Decided On July 25, 1963
DHONKAL Appellant
V/S
RUGHA Respondents

JUDGEMENT

(1.) THIS second appeal by defendant Dhonkal son of Bhoma has been referred to a division bench of this Court by an order of a learned single Judge dated August 28, 1962, as it raises an important question as to the validity of Clause '3rdly', read with the subsequent provision about the drawing of lots of Section 9 of the Ajmer laws Regulation, 1877, hereinafter referred to as the Regulation.

(2.) THE facts of the case may be stated briefly for they are not in dispute. Defendant-appellant Dhonkal son of Bhoma purchased 9 bighas and 7 biswas of agricultural land in village Tihari, bearing Khasra No. 1133, from defendant dhonkal sort of Hardeo of that village. The sale-deed was executed on October 6, 1950. Plaintiff Rugha filed a suit on October 4, 1951, in the court of Sub-Judge first Class, Ajmer, against both of them, for preemption, alleging that he was entitled to purchase the land in preference to Dhonkal son of Bhoma. The claim was denied by the defendant-vendee who took some other pleas also but it is not necessary to refer to them as they were given up during the course of the trial or in the lower appellate court. The plaintiff, it appears, set forth his claim on the said clause '3rdly' of Section 9 of the Regulation. The suit was decreed by the trial court and an appeal was therefore preferred by the vendee, but without success. The only point which was pressed for consideration at the first appeal was whether the provisions of the said-clause were ultra vires the Constitution and that is the sole point for decision in this second appeal before us.

(3.) IT would be advantageous, for a proper appreciation of the controversy, to reproduce the whole of Section 9 of the Regulation, which runs as follows,-" 9. Devolution of right when property to be sold or foreclosed is proprietary tenure.-- If the property to be sold or foreclosed is a proprietary tenure, or a share of such a tenure, the right to buy or redeem such a property belongs, in the absence of a custom to the contrary,-1st, to co-sharers of such tenure, in order of their relationship to the vendor or mortgagor; 2ndly, to co-sharers of the whole mahal in the same order; and 3rdly, to any member of the village-community.

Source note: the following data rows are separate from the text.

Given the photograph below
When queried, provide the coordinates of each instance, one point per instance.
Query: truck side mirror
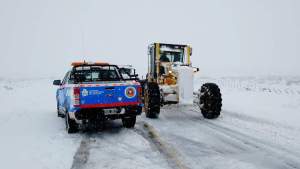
(57, 82)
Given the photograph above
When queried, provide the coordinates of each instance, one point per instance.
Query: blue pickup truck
(92, 93)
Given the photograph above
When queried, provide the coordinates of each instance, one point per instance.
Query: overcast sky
(229, 37)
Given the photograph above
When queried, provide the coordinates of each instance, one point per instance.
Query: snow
(259, 128)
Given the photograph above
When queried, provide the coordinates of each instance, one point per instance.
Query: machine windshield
(171, 56)
(95, 74)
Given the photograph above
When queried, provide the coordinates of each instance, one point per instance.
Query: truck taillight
(140, 93)
(76, 92)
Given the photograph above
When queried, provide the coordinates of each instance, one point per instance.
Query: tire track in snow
(290, 158)
(82, 154)
(169, 152)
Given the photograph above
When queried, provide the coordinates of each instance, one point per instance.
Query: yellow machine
(170, 81)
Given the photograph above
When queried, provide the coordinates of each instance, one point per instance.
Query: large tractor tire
(151, 100)
(210, 101)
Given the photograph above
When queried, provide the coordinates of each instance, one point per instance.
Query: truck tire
(71, 125)
(129, 121)
(210, 100)
(152, 100)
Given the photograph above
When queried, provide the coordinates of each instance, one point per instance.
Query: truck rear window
(95, 74)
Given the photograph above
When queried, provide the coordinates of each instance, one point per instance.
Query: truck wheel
(152, 100)
(71, 125)
(129, 121)
(210, 100)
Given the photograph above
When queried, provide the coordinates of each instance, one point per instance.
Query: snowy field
(259, 128)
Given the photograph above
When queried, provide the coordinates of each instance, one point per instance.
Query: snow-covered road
(259, 128)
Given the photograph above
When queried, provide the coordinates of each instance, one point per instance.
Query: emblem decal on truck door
(85, 92)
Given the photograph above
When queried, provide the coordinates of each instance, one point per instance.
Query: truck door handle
(109, 88)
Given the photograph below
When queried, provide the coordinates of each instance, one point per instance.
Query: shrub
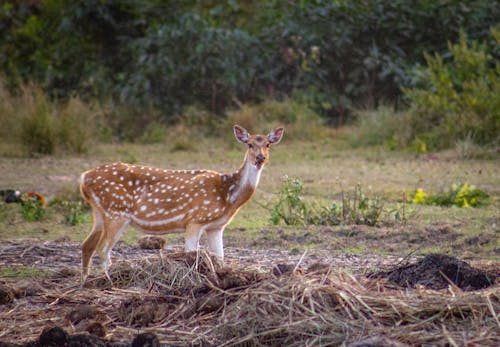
(300, 121)
(37, 124)
(43, 126)
(355, 208)
(31, 209)
(457, 97)
(461, 195)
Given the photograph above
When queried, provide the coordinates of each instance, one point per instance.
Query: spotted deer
(160, 201)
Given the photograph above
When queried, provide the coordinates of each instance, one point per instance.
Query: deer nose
(260, 158)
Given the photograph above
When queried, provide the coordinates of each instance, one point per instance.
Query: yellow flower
(420, 196)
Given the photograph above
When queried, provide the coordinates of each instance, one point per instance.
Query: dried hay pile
(190, 299)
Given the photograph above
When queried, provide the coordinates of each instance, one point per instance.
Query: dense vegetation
(146, 62)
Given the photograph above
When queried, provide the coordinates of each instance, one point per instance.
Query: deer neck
(243, 183)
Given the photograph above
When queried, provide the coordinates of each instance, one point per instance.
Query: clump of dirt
(6, 295)
(229, 278)
(57, 336)
(143, 311)
(436, 271)
(152, 242)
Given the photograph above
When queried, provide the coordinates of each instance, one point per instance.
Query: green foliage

Where two or more persons are equally entitled to such right, the person to exercise the same shall be determined by lot. " the term "member of the village-community" occurring in the section has not been defined in the Regulation. Moreover, it suffers from vagueness because a person may claim to be a member of a village community on the ground that he is a resident of the village, while others may advance a similar claim for the reason that they cultivate the land in that village or follow other vocations there. There might be yet others who may claim to be members of a village-community on account of their ownership of property in the village, and so on. The vagueness of the definition need not however, detain us in this case for, as would appear from the judgment of the trial court, it was admitted by the parties during the course of the trial that none of them fell within the category of the first two classes of preemptors under the aforesaid Section 9 of the Regulation and that both of them belonged to the third category "being members of the village-community". We shall therefore proceed to consider the question whether Clause '3rdly' of Section 9 of the Regulation and the subsequent provision thereof about the drawing of lots are valid in a case where the rival claimants are members of the same village-community. In other words, the point for decision before us is whether the provision in the Regulation that if two or more "members of the village-community" are equally entitled to buy or redeem the property the matter shall be determined by lots, is valid under the Constitution.